The annual public holiday commemorates the 21 March, 1960 Sharpeville Massacre where police shot dead 69 anti-apartheid protesters.
The incident sent shockwaves around the world and sparked the first significant sanctions that saw South Africa isolated from the international community. Within weeks, the Congress of African Football suspended South Africa while FIFA, global football’s governing body followed suit in 1961. South Africa was only readmitted into the FIFA fold in 1990.
Human Rights Day also honours 35 people who were killed on 21 March 1985 when apartheid police targeted community members after a funeral in Uitenhage.
Ramaphosa noted that as part of the democratic dispensation, South Africa uses the event to promote respect for basic human rights for all and restore and uphold human dignity in line with the Bill of Rights. “This period also honours those who fought for liberation, and celebrates the many rights guaranteed under the Constitution, and which are the basis for building a united and inclusive, non-racial, non-sexist and prosperous society,” he said.

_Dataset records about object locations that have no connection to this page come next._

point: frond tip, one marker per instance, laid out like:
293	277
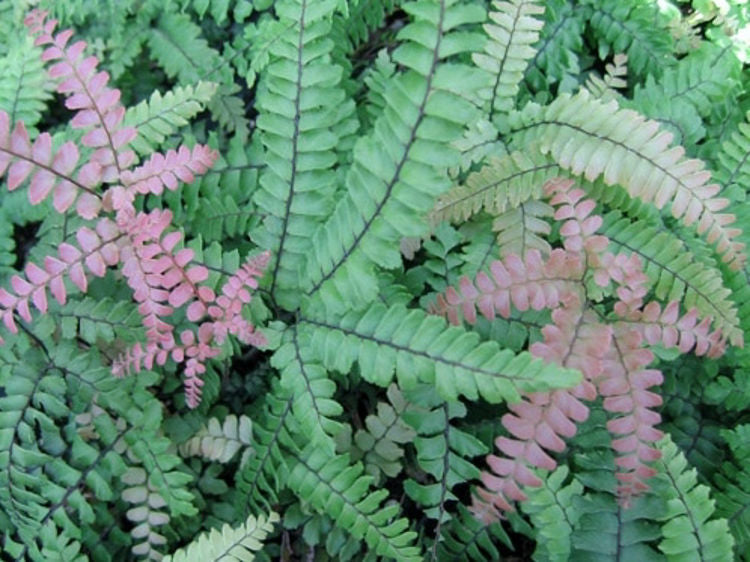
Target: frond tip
228	544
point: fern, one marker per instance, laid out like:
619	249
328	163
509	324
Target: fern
634	154
688	533
229	544
513	31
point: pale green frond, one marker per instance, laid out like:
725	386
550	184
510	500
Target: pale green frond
513	32
229	544
416	347
690	532
161	115
594	139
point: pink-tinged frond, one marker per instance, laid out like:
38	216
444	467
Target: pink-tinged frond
98	108
624	385
542	420
531	283
97	251
166	170
48	171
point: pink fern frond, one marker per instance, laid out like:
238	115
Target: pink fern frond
98	108
529	283
167	170
98	250
624	385
540	422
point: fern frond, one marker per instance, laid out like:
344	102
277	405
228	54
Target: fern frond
513	31
380	442
265	472
421	348
228	544
689	530
399	169
594	139
25	87
556	60
299	103
220	442
675	273
332	485
518	230
502	184
632	27
466	538
312	390
160	116
553	513
605	529
443	452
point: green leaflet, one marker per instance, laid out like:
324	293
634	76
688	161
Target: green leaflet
443	452
311	391
159	117
674	272
395	171
228	544
417	347
689	531
25	87
552	511
512	33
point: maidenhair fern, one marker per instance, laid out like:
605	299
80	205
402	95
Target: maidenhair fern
358	279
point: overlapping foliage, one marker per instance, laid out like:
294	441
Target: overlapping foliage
280	276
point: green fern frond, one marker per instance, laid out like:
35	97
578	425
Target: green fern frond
594	139
299	103
228	544
260	479
733	160
25	88
503	183
399	169
100	320
690	532
217	441
557	51
674	272
161	115
521	229
513	31
380	442
422	348
553	514
465	538
632	27
605	529
332	485
444	452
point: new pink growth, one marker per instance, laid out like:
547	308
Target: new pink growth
160	275
610	354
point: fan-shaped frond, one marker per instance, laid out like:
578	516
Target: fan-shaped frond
513	31
229	544
689	529
674	273
332	485
421	348
595	139
396	171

John Steenhuisen, the leader of the official opposition Democratic Alliance (DA) said he will visit the family of a four-year-old girl who died tragically after falling into a pit-toilet at a school in Vaalbank in the Eastern Cape on Tuesday. He will then lead a delegation of DA public representatives to conduct an oversight visit to the school, where he will announce the party’s legal action to eradicate pit toilets across South Africa.
“This Human Rights Day, the DA will remind the ANC national government that proper sanitation is a fundamental human right that government must ensure all South Africans have access to,” he said.